Folha de S. Paulo


Radicalização interna ainda é desafio para governos europeus

Xenófobos comemoraram nos últimos dias a informação, divulgada pelas autoridades britânicas, de que o terrorista de Londres se chamava Khalid Masood. Um imigrante, disseram, e uma prova da necessidade de cimentar muros mais altos.

Mas Khalid Masood havia nascido em Kent, no sudeste da ilha da Grã-Bretanha, e seu nome de berço era Adrian Ajao. Ele morava na região de Birmingham, no oeste da Inglaterra.

Sua radicalização –sobre a qual há ainda poucos detalhes– conta a história cada vez mais comum de extremistas "made in Europe".

A participação de europeus em atentados e sua adesão a grupos terroristas, porém, ainda não chegaram aos discursos políticos ou à opinião pública, que continuam a pensar no inimigo externo, em vez do umbigo.

Um relatório do serviço secreto MI5 estima que metade dos extremistas no Reino Unido nasceu no próprio país. Diversos deles, como Masood, são convertidos ao islã.

Uma das prioridades das autoridades será determinar por que Masood se radicalizou, abraçando uma versão radical da religião islâmica ao ponto de atropelar pedestres e esfaquear um policial.
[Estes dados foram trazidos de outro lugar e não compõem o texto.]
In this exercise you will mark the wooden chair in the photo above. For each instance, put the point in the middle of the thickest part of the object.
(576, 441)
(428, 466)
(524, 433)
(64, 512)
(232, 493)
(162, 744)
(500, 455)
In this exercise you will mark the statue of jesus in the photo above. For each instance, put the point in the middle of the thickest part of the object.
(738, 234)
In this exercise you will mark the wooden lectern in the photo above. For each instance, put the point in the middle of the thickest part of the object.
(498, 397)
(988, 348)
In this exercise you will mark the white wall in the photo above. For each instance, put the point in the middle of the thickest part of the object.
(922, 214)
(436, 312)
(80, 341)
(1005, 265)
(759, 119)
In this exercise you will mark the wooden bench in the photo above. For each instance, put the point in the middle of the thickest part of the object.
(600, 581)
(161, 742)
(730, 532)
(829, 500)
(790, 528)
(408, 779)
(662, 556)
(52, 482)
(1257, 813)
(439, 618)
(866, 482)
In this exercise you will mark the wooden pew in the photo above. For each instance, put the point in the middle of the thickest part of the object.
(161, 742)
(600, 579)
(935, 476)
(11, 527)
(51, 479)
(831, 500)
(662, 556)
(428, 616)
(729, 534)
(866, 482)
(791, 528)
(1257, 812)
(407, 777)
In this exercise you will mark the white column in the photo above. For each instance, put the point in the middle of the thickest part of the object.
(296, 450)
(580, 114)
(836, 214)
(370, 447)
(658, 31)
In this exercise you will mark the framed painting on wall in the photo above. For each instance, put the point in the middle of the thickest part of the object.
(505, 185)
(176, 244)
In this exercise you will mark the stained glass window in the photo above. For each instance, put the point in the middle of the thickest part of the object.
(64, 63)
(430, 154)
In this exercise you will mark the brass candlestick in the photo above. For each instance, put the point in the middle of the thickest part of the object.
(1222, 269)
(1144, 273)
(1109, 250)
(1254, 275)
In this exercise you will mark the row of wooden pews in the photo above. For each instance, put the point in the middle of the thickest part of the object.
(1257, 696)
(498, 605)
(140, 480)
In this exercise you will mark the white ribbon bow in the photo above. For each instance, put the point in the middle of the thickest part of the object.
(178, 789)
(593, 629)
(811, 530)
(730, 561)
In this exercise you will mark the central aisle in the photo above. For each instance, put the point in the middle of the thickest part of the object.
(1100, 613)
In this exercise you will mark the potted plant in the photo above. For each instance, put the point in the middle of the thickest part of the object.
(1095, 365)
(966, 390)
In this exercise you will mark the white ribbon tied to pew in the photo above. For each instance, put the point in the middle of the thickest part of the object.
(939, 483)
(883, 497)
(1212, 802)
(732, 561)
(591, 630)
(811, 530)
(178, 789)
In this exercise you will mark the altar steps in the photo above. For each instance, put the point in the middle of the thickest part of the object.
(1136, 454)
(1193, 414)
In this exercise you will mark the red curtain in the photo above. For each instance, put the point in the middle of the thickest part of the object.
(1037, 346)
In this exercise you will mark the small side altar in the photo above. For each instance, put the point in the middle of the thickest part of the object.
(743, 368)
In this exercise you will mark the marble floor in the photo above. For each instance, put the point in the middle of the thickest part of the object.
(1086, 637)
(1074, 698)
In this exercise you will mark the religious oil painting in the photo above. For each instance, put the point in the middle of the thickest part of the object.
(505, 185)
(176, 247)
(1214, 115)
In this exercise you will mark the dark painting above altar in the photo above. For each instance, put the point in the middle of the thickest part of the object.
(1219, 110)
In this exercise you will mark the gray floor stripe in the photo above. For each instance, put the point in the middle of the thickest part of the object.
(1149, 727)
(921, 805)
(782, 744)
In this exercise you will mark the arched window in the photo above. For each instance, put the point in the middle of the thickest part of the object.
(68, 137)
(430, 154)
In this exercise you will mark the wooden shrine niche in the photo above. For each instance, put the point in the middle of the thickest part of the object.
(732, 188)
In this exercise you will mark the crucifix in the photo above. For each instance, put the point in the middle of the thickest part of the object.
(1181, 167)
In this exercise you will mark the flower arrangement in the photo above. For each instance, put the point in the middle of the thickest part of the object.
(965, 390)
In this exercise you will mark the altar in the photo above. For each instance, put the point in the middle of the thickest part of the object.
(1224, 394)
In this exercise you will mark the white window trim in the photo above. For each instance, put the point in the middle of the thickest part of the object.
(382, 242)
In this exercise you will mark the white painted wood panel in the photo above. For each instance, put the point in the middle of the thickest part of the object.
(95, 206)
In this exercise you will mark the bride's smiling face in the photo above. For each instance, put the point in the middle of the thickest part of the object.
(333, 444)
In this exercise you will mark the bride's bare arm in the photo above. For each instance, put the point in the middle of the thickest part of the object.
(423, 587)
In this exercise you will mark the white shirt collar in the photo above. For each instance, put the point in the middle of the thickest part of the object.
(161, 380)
Dificilmente haverá uma única resposta à pergunta, que tanto vale a serviços de segurança ao redor do mundo, empenhados em evitar novos ataques terroristas.

As histórias de radicais como Masood, afinal, não seguem um formato fechado.

Há, por ora, poucas informações a respeito do passado dele, exceto pelo registro de diversas condenações por agressão e porte de armas.

ATAQUE EM LONDRESA ação

Masood se envolveu em 2000 em uma briga no vilarejo de Northiam, no sul do país, onde vivia com a família. Ele cortou o rosto de outro homem, razão pela qual foi detido por dois anos.

A disputa teve "tons raciais", segundo registrou à época um jornal. Masood era um dos dois únicos negros vivendo na região e sofreu ostracismo a ponto de se mudar dali. Ele teve diversos endereços nos últimos anos.

BRASILEIRO

Um dos casos emblemáticos da radicalização na Europa é o do belga Brian de Mulder, filho de uma brasileira. Ele migrou para a Síria e se uniu às fileiras da facção terrorista Estado Islâmico, que reivindicou o ataque recente em Londres.

Mulder chegou a ter destaque dentro da milícia, onde era conhecido como "Brazili" –"brasileiro", em árabe. Sua morte foi anunciada em novembro de 2015.

Em entrevistas à Folha, sua família contou como Mulder sentia-se desconectado da sociedade, em especial depois de ser expulso de um time de futebol.

Ele passou a jogar basquete com migrantes marroquinos e a frequentar uma mesquita, onde conheceu Fouad Belkacem, um dos principais extremistas belgas –mais tarde preso e condenado.

Reprodução
Brian de Mulder (à dir.), belga nascido de mãe brasileira, em fotografia ao lado do líder terrorista Hicham Chaïb, na Síria
Brian de Mulder (à dir.), belga nascido de mãe brasileira, em fotografia na Síria

Outro caso de radicalização na Europa envolve o brasileiro Kaique Luan Ribeiro Guimarães, que morava na Espanha e foi detido em 2014 a caminho da Síria.

Ele converteu-se ao islã quando já vivia ali e passou a frequentar uma pequena mesquita em Terrassa, cidade próxima a Barcelona, com histórico de radicalizações.

INTERNET

Um estudo publicado em meados de 2016 estimava que mais de 500 belgas haviam viajado à Síria e ao Iraque para unir-se a organizações radicais. O número de britânicos chegava a 760.

Apesar de as histórias de Mulder e Guimarães passarem pelos tapetes das mesquitas, especialistas têm alertado sobre a variedade dos espaços da radicalização. Fóruns de radicais na internet são uma importante ferramenta durante o processo,

Há amplo acesso também ao conteúdo de propaganda publicado por organizações como o Estado Islâmico, que circulam informações em diversas línguas europeias, como o inglês e o espanhol.

A revista "Dabiq", por exemplo, publicou sugestões sobre como utilizar um caminhão para perpetrar um atentado terrorista.

Não há informações sobre o impacto dessa ideia –mas terroristas como Masood atropelaram pedestres em três dos principais atentados na Europa nos últimos anos: Nice (julho de 2016), Berlim (dezembro) e, agora, Londres.